Он был старше и Тамилы, и меня, об Энверове, из молодых да ранних, что говорить. Я сообразил это в один из прошлых вечеров у костра. Пели песню Высоцкого о книжных детях, я видел, как Г. слушал: книжные дети — это были мы (минус комсомольский божочек, нынешний Тамилин ухажер), а Г. помнил войну, пережил ее, голодал, жил под обстрелами и бомбардировками. Думаю, он иначе смотрел на жизнь. Я знал, что у Г. есть жена, поэтому роман его с Тамилой обречен, хоть он и любил Тамилу как-то заодно с дизайном — делом жизни своей, если можно так выразиться. В гомонящей толпе слышал я, как глубоко он вздохнул перед тем, как уйти. Дверь за ним закрылась, вопросы исчерпались, я подождал Нину, мы отправились посмотреть макеты мастер-класса пропедевтики, она еще не видела их.
Этюд
— Ты женат? — спросила Тамила.
— Нет, — ответил Энверов.
— И не был?
— Нет. И не собираюсь.
— Почему?
— Ну, сперва жена куда ни шло, а потом она детей захочет, а я их терпеть не могу.
— За что?
— За то, что поселяется в доме такое маленькое, вонючее, заполняет квартиру, весь белый свет, все время. Да мне от одной мысли о гаженой пеленке мутит.

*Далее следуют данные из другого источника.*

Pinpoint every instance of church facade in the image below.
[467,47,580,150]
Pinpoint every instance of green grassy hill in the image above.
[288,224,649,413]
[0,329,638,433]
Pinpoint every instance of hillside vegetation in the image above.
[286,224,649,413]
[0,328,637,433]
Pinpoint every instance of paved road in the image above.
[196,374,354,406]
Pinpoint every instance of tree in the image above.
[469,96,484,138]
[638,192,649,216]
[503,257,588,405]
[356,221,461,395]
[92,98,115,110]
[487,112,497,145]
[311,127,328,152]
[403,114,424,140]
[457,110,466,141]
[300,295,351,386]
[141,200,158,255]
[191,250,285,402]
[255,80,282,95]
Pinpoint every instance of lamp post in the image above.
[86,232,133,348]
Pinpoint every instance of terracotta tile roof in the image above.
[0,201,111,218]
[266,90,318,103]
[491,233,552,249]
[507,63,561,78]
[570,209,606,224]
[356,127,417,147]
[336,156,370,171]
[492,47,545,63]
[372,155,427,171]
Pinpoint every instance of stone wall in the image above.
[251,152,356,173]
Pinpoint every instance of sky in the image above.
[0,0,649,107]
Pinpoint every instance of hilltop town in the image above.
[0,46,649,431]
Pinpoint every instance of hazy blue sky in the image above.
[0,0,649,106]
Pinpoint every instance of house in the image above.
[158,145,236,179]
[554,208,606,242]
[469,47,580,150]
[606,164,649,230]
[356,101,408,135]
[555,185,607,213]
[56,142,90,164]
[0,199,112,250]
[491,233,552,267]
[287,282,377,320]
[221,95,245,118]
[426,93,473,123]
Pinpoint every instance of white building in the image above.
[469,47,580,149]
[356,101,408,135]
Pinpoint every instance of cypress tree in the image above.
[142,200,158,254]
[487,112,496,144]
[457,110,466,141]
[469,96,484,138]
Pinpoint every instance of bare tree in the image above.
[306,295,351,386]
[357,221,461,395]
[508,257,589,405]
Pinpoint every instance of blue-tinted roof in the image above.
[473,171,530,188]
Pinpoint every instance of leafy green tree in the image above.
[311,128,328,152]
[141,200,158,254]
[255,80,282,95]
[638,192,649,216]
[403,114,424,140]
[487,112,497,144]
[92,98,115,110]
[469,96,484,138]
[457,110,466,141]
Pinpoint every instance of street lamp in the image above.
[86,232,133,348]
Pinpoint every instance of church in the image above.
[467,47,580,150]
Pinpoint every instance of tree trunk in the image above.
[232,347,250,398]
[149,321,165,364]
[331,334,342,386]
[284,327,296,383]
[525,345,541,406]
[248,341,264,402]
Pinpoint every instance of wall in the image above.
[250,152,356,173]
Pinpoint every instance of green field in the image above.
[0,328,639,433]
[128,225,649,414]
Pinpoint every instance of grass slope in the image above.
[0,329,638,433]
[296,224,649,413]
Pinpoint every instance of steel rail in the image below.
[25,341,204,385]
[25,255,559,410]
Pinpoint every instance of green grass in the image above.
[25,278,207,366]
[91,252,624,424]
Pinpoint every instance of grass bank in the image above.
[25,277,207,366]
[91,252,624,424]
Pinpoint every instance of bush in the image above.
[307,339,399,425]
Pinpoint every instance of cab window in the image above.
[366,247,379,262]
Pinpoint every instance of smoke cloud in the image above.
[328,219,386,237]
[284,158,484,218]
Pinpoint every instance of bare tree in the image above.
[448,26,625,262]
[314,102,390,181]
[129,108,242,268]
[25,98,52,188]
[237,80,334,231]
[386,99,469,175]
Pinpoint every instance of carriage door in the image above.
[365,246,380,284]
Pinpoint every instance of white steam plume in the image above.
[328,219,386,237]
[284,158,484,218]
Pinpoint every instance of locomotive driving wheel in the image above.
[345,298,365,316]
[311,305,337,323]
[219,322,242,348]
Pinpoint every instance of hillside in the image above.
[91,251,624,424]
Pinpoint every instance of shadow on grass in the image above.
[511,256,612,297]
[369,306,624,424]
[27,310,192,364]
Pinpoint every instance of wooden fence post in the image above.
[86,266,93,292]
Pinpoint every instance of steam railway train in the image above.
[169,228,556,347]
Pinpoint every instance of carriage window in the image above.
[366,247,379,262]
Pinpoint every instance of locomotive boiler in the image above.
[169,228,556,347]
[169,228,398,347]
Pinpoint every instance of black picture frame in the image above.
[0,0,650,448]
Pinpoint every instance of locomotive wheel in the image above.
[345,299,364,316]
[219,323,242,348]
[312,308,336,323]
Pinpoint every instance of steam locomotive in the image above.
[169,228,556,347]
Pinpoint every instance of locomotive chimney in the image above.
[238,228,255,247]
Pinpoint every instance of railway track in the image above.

— Я поняла, — сказала Тамила. — Сблевать не сблюешь, а стошнит обязательно.
— Что?!
— Ой, это с другой страницы. Я хотела сказать: стошнить не стошнит, а сблюешь обязательно.
— Ты что говоришь? Что за хамские выражения слышу я из дамских уст румяных?
— Это цитата из великого произведения Венедикта Ерофеева «Москва — Петушки».
— Какие кретинские книги читают наши пресловутые книгочеи! Кстати...
Как всегда после «кстати», вплетал он нечто, что было некстати вовсе и к предыдущему разговору отношения не имело.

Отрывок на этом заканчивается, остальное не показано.